Degrading proteins as opposed to inhibiting them has potential to open up a novel area of drug development. I first wrote about the protein-clearing technology last month when Merck and Arvinas inked a $434 million deal. Last week, researchers at Dana-Farber Cancer Institute reported details in the latest issue of Science.
The authors attached JQ1, a BET inhibitor, to phthalimide, a derivative of thalidomide. The phthalimide was designed to bind to CRBN, part of an ubiquitin ligase complex. The resultant compound, dBET1, induced CRBN -dependent BET protein degradation.
They next treated leukemia cells (MV4;11) and lymphoma cells (DHL4) with dBET1. Marked degradation (76%) of the target protein was observed at 1 hour and complete degradation was observed at 2 hours of treatment. dBET1 induced an enhanced apoptotic response compared to JQ1.

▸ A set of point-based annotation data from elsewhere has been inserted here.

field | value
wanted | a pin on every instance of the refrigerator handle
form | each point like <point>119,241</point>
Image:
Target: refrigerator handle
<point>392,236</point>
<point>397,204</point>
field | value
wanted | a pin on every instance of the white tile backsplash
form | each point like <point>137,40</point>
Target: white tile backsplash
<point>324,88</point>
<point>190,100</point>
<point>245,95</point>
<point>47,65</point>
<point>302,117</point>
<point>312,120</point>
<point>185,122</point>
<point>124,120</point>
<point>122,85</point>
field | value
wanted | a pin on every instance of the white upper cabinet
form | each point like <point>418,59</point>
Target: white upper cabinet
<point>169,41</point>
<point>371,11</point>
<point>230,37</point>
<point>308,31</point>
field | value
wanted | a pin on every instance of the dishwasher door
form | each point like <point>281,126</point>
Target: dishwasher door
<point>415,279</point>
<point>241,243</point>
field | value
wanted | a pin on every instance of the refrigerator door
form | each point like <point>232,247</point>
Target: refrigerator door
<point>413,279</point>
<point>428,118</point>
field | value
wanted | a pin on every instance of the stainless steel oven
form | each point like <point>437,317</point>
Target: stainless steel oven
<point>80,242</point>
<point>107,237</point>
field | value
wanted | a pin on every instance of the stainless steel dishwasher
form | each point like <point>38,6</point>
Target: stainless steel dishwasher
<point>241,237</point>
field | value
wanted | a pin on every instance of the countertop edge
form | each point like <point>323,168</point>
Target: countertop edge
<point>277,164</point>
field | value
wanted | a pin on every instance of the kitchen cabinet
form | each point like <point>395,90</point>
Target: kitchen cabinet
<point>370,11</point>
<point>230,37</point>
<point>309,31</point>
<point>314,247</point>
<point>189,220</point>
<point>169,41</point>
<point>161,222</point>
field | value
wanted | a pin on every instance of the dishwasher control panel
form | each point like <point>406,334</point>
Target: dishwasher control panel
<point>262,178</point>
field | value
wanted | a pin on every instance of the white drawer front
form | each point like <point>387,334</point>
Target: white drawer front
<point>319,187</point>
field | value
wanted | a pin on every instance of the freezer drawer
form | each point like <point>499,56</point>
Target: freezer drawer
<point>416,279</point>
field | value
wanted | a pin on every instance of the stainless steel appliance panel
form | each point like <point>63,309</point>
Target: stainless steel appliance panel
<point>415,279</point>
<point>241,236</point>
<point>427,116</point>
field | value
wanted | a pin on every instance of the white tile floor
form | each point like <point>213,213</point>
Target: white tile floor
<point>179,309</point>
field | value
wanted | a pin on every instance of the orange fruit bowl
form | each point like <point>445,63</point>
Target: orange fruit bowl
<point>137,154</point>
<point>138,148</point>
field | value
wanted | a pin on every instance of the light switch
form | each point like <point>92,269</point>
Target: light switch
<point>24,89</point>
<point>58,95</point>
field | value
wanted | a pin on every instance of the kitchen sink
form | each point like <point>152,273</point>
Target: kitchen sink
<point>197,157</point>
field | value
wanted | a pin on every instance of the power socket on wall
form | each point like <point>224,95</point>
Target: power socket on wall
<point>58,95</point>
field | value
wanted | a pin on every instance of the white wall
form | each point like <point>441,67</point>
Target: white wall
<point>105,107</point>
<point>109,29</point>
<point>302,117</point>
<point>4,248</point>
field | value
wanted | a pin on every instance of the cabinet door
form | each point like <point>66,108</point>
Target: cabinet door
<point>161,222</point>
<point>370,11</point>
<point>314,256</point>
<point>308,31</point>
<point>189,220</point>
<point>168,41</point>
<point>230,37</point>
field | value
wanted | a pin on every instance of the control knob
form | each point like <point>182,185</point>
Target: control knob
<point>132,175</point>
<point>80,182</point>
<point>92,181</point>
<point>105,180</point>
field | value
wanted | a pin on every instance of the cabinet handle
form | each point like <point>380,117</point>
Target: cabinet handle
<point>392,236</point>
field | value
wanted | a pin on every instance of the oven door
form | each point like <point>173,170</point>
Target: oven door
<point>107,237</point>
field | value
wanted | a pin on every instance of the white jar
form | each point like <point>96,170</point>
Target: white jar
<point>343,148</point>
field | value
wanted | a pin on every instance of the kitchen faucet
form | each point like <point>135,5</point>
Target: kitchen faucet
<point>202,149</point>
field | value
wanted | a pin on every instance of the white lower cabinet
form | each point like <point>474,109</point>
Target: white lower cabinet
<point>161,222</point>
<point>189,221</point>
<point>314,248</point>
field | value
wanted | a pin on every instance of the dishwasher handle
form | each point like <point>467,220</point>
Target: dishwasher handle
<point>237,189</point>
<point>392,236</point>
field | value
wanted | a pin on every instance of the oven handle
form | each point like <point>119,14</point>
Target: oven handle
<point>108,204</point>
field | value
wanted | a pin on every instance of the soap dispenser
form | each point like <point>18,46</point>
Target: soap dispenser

The researchers then treated tumor-bearing mice with dBET1 (50 mg/kg). Degradation of the target protein was observed 4 hours after a first or second daily treatment. In mice model, dBET1 also resulted in improved anti-tumor efficacy compared to JQ1.
It is not uncommon that inhibiting a protein is not always functionally equivalent to knocking out the protein. The protein-clearing technology is a feasible approach to reproduce the phenotype of knockout.
 Science. 2015, doi: 10.1126/science.aab1433.